Silence isn't about escaping the world; it's about making room for God. We quiet the noise, not because He has stopped speaking, but because we've grown accustomed to listening to everything else. In the stillness, He exposes what distracts us, heals what burdens us, and reminds us that His presence (not our productivity) is where life is found.
Createive Encouragement
A Selah Response: Creating with the Creator
Throughout this fast, we invite you to embrace moments of Selah—a sacred pause to rest, listen, and respond to God. As the noise around us quiets and our hearts become attentive to His presence, you may find that worship begins to take forms beyond spoken prayer. Perhaps it becomes a poem, a page of watercolor, words in a journal, a sketch, a melody, or even a simple drawing in sidewalk chalk. These are not distractions from prayer; they can become prayers themselves.

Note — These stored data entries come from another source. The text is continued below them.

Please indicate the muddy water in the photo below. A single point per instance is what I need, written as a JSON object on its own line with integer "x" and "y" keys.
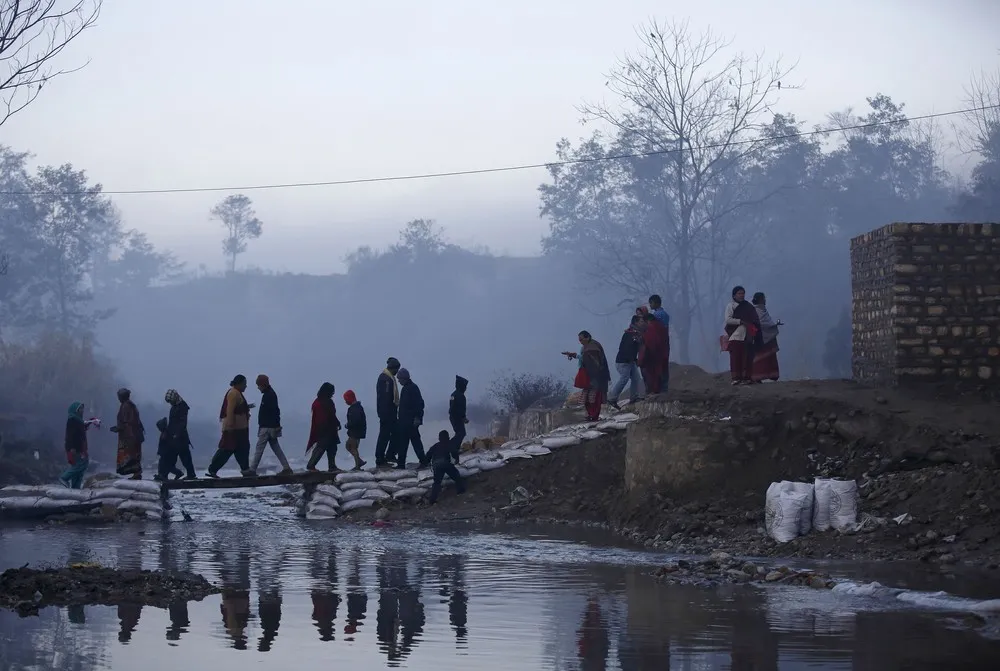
{"x": 318, "y": 595}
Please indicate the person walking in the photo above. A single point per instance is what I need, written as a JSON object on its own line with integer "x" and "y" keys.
{"x": 357, "y": 427}
{"x": 440, "y": 456}
{"x": 268, "y": 427}
{"x": 457, "y": 411}
{"x": 387, "y": 407}
{"x": 235, "y": 420}
{"x": 177, "y": 431}
{"x": 627, "y": 364}
{"x": 324, "y": 431}
{"x": 411, "y": 416}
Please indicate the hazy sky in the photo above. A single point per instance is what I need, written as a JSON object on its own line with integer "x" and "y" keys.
{"x": 196, "y": 93}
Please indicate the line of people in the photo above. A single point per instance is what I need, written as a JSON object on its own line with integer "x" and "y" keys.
{"x": 400, "y": 407}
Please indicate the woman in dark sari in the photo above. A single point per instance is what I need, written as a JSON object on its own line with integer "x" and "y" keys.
{"x": 594, "y": 374}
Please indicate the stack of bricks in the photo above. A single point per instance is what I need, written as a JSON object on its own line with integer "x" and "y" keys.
{"x": 926, "y": 304}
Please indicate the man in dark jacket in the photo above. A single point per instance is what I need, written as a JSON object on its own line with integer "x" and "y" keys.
{"x": 357, "y": 427}
{"x": 457, "y": 411}
{"x": 411, "y": 416}
{"x": 440, "y": 456}
{"x": 269, "y": 426}
{"x": 627, "y": 363}
{"x": 387, "y": 407}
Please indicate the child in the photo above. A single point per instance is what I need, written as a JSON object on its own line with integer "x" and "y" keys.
{"x": 440, "y": 456}
{"x": 357, "y": 427}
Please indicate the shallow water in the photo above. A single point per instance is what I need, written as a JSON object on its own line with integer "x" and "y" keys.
{"x": 322, "y": 594}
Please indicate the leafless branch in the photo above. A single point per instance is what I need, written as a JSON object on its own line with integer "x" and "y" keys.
{"x": 32, "y": 35}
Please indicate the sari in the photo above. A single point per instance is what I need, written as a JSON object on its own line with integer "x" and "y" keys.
{"x": 130, "y": 439}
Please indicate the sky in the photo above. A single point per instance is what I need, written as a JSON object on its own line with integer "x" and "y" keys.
{"x": 192, "y": 94}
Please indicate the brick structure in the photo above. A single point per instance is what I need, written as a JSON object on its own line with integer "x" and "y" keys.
{"x": 926, "y": 304}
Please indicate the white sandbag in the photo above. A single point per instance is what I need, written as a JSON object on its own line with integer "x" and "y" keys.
{"x": 821, "y": 504}
{"x": 354, "y": 476}
{"x": 783, "y": 512}
{"x": 355, "y": 505}
{"x": 409, "y": 492}
{"x": 321, "y": 498}
{"x": 843, "y": 504}
{"x": 351, "y": 495}
{"x": 553, "y": 443}
{"x": 330, "y": 490}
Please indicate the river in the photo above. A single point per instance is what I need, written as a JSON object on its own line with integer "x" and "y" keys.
{"x": 321, "y": 594}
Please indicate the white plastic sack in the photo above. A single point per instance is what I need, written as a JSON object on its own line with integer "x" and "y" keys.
{"x": 409, "y": 492}
{"x": 354, "y": 476}
{"x": 843, "y": 503}
{"x": 330, "y": 490}
{"x": 821, "y": 504}
{"x": 355, "y": 505}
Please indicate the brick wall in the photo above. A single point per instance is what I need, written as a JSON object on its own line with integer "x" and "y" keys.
{"x": 926, "y": 304}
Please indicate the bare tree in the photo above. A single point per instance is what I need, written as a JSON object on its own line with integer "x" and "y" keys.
{"x": 32, "y": 35}
{"x": 696, "y": 113}
{"x": 241, "y": 223}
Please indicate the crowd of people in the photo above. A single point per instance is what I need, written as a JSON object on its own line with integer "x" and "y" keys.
{"x": 399, "y": 405}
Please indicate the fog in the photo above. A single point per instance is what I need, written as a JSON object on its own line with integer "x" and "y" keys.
{"x": 726, "y": 148}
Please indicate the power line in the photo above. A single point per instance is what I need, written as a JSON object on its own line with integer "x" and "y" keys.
{"x": 509, "y": 168}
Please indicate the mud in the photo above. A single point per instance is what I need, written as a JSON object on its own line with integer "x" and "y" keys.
{"x": 27, "y": 590}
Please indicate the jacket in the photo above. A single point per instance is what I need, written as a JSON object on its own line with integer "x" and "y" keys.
{"x": 411, "y": 403}
{"x": 269, "y": 414}
{"x": 357, "y": 421}
{"x": 442, "y": 453}
{"x": 628, "y": 348}
{"x": 457, "y": 404}
{"x": 385, "y": 397}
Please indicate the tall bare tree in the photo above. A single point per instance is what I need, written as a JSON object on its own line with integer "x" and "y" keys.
{"x": 696, "y": 110}
{"x": 32, "y": 35}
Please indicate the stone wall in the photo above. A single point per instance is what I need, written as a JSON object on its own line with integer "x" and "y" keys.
{"x": 926, "y": 304}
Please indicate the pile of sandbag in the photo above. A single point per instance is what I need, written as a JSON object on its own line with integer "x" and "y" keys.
{"x": 140, "y": 496}
{"x": 793, "y": 509}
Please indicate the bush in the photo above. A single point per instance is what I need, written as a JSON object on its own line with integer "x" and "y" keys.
{"x": 518, "y": 392}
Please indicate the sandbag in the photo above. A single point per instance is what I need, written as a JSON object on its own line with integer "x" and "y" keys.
{"x": 320, "y": 498}
{"x": 410, "y": 492}
{"x": 330, "y": 490}
{"x": 355, "y": 505}
{"x": 843, "y": 503}
{"x": 354, "y": 476}
{"x": 351, "y": 495}
{"x": 821, "y": 504}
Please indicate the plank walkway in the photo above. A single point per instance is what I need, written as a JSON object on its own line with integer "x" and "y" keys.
{"x": 258, "y": 481}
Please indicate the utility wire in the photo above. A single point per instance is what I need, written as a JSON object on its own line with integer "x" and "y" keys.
{"x": 510, "y": 168}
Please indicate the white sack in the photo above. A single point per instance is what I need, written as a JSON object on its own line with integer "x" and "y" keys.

We believe this because we worship the Creator. From the very beginning, humanity was made in God's image (Genesis 1:26–27), and throughout Scripture His people respond to His presence with songs, poems, craftsmanship, and acts of beauty. We are His workmanship, work of art (Ephesians 2:10), and His Spirit continues to form and shape us into the likeness of Christ. As we spend time in His presence, it is natural for something beautiful to overflow from hearts that are being renewed.

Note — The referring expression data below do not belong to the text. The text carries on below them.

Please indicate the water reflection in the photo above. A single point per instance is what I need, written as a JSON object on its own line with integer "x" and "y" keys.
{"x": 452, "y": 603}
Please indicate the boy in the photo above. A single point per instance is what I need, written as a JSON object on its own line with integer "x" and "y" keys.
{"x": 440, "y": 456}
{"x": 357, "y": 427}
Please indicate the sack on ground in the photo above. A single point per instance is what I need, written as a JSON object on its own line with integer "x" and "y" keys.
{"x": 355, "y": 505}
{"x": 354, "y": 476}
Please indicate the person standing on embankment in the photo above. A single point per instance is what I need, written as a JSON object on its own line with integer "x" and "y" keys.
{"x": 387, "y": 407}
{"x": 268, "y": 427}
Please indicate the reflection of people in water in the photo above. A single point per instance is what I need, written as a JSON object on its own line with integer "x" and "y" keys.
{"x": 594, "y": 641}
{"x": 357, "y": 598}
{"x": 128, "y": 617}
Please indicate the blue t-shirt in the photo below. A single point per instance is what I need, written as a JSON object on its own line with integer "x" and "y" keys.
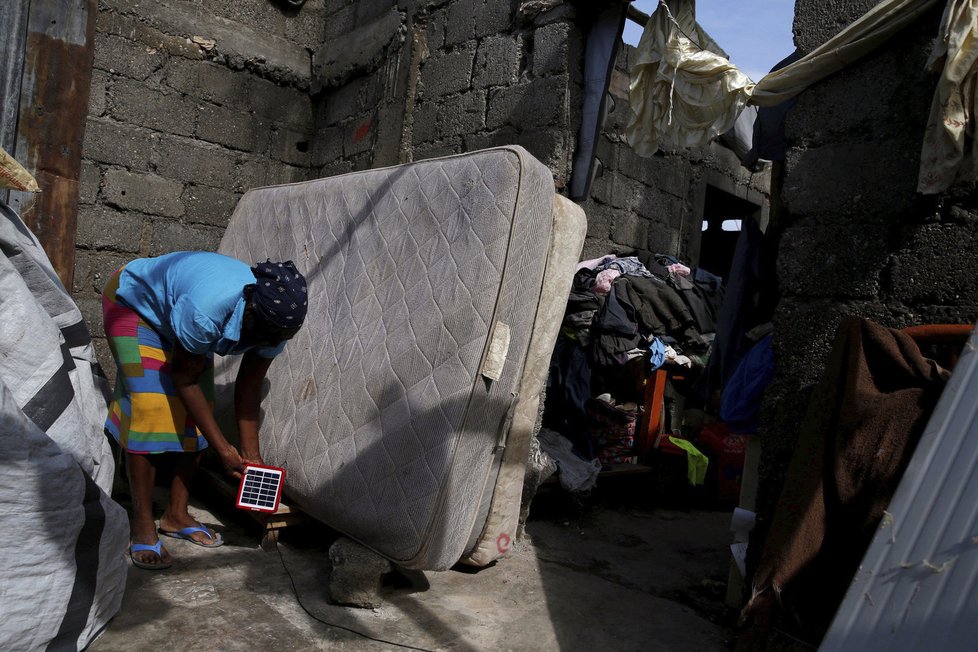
{"x": 195, "y": 298}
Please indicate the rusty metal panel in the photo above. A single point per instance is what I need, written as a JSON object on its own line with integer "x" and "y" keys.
{"x": 13, "y": 42}
{"x": 60, "y": 49}
{"x": 13, "y": 27}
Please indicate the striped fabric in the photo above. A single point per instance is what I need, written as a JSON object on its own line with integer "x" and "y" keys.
{"x": 146, "y": 414}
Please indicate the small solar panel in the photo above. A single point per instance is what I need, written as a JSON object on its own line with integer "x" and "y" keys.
{"x": 261, "y": 488}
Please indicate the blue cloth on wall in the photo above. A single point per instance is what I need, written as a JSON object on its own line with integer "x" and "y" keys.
{"x": 740, "y": 402}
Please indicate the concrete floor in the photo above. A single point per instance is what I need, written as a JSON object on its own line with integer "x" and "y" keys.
{"x": 614, "y": 574}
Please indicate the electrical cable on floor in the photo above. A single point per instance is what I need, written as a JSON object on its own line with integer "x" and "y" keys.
{"x": 295, "y": 592}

This invitation is intentionally different from productivity. This is not a time to finish the project you've been putting off, write the book you've been planning, complete work assignments, or make progress on your next creative endeavor. Instead, we invite you to create without an agenda—to make something simply because you have been with God. Let your creative expression become an offering rather than an accomplishment, a response rather than a performance. The value is not found in the quality of what is made, but in the communion from which it comes.
As our church seeks to join God, the Ultimate Artist, in making all things new, may these quiet acts of creation become small testimonies of His renewing work within us. In the secret place, where no audience is needed and no outcome is expected, may beauty emerge as an act of worship to the One who first created us.